番号は、その蒸溜所の原酒をソサエティが初めて瓶詰めした順に振られていく。だから若い番号ほど、この団体との付き合いが古い。
モルト以外にも手を広げているため、頭にアルファベットが付くこともある。グレーンウイスキーには「G」が与えられ、バーボンやラム、コニャックといったカテゴリーにもそれぞれの記号が割り当てられている。
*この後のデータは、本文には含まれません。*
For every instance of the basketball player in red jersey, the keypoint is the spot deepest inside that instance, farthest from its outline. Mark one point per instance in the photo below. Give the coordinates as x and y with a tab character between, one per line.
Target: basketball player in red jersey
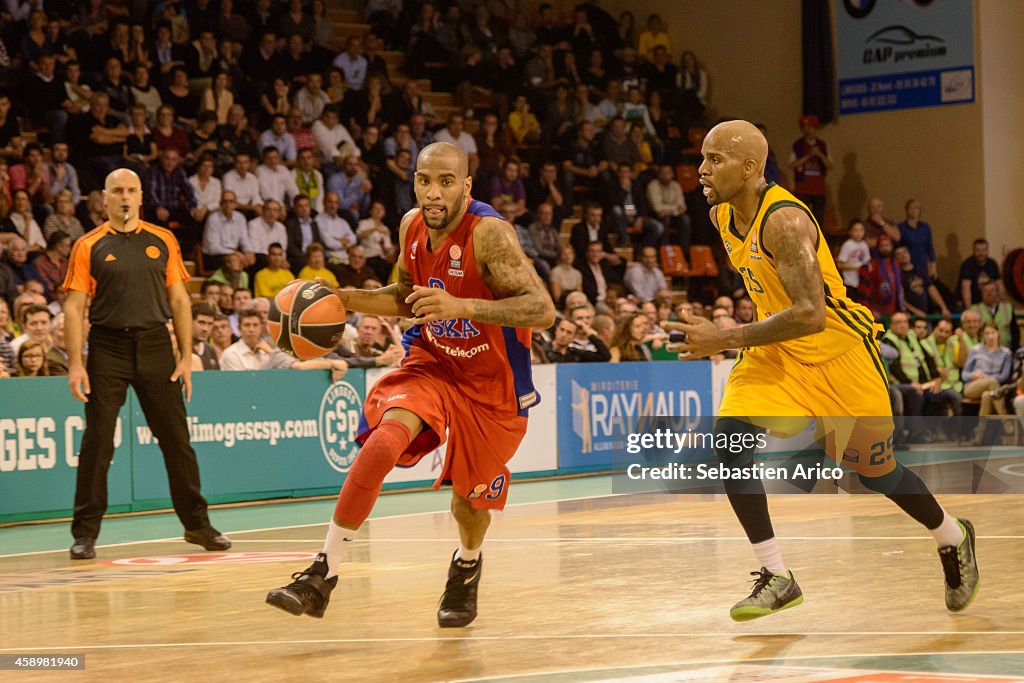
473	295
そして「1.1」——1番の蒸溜所から瓶詰めした、記念すべき1樽目。これが世に出たのは1983年8月のことだった。中身は、グレンファークラスの1975年のシェリー樽である。
始まりは、割り勘で買った一樽だった
その一樽には、前史がある。
1970年代後半、エディンバラで税務の仕事をしていたフィリップ(ピップ)・ヒルズは、ハイランドを旅するうちに、樽から直接汲んだウイスキーの味を知ってしまった。瓶で売られているものとは、まるで別物だったという。
1978年、彼は知人たちを説き伏せて、グレンファークラス蒸溜所の樽を一本、共同で買う。つまり割り勘である。仲間内で分けて飲むうちに人数は増え、買う樽も増えていった。
1983年、この私的な集まりは会員を広く募る組織として動き出す。同じ年、ソサエティはエディンバラの港町リースにある「ザ・ヴォルツ」という建物を5万ポンドで手に入れた。ワイン商が長く使っていた古い建物で、地下の石造アーチの倉庫は1200年より前まで遡ると考えられている。
創業に名を連ねたのは5人。ヒルズのほか、俳優のラッセル・ハンター、建築家のベン・ティンダルらが加わった。ヒルズ以外の4人は1万ポンドずつを現金で出し、ヒルズが差し出したのは、1万ポンド相当の時間と、建築まわりの差配だったと記録されている。